Assim, resolveu criar um Estado chamado Iraque (a partir de Uruk, cidade da antiga Suméria), reunindo os três vilayet (províncias) do Império Otomano de Mossul, Baghdad e Basra (Bassorá), tendo em atenção as reservas de petróleo (na altura ainda não se conhecia bem a sua extensão) e ignorando, ou fingindo ignorar, que Mossul era uma zona de curdos, Baghdad, uma zona de sunitas e Bassorá uma zona de xiitas. Mas que viviam mais ou menos harmoniosamente sob a tutela de Constantinopla. E como Faisal fora expulso da Síria pelos franceses, que eram os detentores do mandato, colocou-o no trono do Iraque, atribuindo outro reino, o da Transjordânia (agora Jordânia) a seu irmão Abdullah. Entretanto, o pai, Hussein, abdicou do trono do Hijjaz em seu filho Ali, que acabaria por ser derrubado em 1925 por Ibn Saud, soberano do Nejd, que assim unificaria, para mal de todos nós, a Península Arábica, tornado Reino da Arábia Saudita, à excepção do Yemen, Oman, Emirados, Qatar e Kuwait, que por umas ou outras razões não quis ou não pôde conquistar. Ibn Saud impunha, e tem imposto, através dos seus filhos, até aos nossos dias uma versão fundamentalista do islão, da Escola Hanbalita, o Wahhbismo, a mais puritana e rigorosa interpretação do Corão, que está na origem do jihadismo actual e que os membros da inumerável família real (mais de mil pessoas, presentemente) despreza olimpicamente, fora de portas. Deve notar-se que a Arábia Saudita é o único país que tem no nome a indicação da família reinante.
Escreve o autor: «Por resolver ficou o estatuto da parte árabe não judaica da região situada a ocidente do rio Jordão, que os colonos judeus mais radicais consideram, segundo a sua interpretação da Bíblia, como parte de um Estado hebraico e onde hoje se assiste à intifada. Embora Churchill não pudesse antever o que viria a acontecer, o que para ele não foi mais do que um expediente temporário teve consequências nefastas a longo termo no plano militar, político e religioso. Podemos por isso afirmar que, juntamente com a criação de um Estado iraquiano unificado, a criação de entidades políticas com um estatuto ambíguo no território do mandato para a Palestina resultaram, em grande parte, da "loucura" de Churchill.» (p. 167)
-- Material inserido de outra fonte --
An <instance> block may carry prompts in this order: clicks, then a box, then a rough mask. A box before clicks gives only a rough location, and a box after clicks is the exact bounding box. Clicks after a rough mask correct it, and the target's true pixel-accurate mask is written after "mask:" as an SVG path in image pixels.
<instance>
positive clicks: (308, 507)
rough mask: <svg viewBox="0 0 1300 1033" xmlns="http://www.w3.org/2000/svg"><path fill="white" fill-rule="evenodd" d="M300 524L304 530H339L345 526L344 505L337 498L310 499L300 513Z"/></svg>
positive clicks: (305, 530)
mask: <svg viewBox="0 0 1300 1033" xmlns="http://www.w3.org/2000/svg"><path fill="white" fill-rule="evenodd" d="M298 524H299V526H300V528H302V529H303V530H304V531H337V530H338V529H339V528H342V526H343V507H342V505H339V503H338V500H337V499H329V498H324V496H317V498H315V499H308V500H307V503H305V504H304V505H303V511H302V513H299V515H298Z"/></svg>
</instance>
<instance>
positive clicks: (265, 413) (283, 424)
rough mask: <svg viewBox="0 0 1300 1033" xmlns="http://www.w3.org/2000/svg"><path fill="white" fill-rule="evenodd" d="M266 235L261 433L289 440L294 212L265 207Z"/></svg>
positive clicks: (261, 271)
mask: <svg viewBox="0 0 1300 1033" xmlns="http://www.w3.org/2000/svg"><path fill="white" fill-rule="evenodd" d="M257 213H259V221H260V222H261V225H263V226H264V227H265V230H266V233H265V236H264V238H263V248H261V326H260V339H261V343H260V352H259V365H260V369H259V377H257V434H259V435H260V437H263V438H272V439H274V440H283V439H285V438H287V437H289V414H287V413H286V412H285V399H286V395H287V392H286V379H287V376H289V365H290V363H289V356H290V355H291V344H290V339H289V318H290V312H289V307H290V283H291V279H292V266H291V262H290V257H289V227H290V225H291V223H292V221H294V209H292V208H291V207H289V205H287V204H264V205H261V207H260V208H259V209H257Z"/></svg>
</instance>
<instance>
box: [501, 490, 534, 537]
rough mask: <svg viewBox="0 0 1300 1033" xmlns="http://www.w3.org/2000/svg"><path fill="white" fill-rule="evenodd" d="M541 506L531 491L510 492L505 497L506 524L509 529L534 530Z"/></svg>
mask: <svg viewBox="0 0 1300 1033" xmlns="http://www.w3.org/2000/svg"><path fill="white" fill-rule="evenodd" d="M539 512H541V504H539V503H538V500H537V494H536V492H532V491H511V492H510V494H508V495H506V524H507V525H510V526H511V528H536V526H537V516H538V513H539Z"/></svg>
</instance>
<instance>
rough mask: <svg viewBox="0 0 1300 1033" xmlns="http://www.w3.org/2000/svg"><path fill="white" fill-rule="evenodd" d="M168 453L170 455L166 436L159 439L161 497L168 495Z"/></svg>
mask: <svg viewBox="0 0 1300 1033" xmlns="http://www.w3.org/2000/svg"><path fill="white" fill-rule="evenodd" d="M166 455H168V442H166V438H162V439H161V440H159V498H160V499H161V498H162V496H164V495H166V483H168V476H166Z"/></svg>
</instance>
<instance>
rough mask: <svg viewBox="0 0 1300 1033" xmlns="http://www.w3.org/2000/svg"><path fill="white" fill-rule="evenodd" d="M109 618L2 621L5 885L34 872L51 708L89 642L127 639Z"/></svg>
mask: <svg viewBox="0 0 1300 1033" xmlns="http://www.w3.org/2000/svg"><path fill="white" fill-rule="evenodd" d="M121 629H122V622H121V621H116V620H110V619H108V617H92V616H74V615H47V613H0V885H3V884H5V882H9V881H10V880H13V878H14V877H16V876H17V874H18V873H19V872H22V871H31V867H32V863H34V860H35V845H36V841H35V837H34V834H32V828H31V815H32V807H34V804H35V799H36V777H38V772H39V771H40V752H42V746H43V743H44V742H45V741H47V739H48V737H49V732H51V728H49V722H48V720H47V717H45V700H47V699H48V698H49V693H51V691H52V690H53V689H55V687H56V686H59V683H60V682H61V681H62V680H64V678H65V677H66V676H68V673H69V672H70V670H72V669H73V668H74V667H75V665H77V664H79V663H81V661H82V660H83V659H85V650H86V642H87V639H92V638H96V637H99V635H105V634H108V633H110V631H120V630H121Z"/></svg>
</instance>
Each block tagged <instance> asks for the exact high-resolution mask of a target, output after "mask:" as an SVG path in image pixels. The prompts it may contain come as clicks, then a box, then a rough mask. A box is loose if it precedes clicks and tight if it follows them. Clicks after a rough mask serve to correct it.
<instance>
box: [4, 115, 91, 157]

Também Churchill menosprezou a criação de um Estado Curdo, como estivera previsto. Por questões do exclusivo interesse britânico, Churchill acabou por não considerar a sua instalação na parte norte do Iraque (Mossul), uma zona essencialmente curda, entendendo que um Iraque também com curdos seria mais fácil de administrar do que se tivesse apenas sunitas e xiitas. Esta decisão constituiu um erro profundo. Os curdos encontram-se disseminados não só no norte do Iraque, mas no leste da Síria, no noroeste do Irão e no sul e leste da Turquia, onde têm mantido acesa e duradoura luta contra o governo de Ancara. A existência de um Curdistão independente teria poupado muitas confrontações nas últimas décadas.
Um dos aspectos, felizmente documentado, do desprezo de Churchill em relação aos civis consta de uma carta a Sir Hugh Trenchard, o pai da Real Força Aérea (1920): «Penso que deverá seguramente prosseguir com o trabalho experimental sobre bombas de gás, especialmente o gás mostarda, com o qual será possível punir os indígenas recalcitrantes sem lhes causar graves danos.» (p. 89). Mesmo que Churchill não quisesse, talvez por ignorância, gaseá-los até à morte, o que é certo é que morreram muitas centenas de rebeldes iraquianos nos ataques.
Ainda mais grave. Quando o ajudante de Churchill, o coronel Richard Meinertzhagen, lhe sugeriu que a utilização do gás venenoso era desaconselhável, expondo-lhe as razões (1921), Churchill respondeu: «Estou pronto para autorizar a construção imediata desse tipo de bombas; a questão do seu uso será decidida quando a ocasião surgir. Na minha opinião trata-se de uma experiência científica para poupar vidas que não devia ser impedida pelos preconceitos dos que não sabem pensar com clareza. Os detalhes completos das recentes experiências americanas [devem] ser disponibilizados.» (p. 194-5)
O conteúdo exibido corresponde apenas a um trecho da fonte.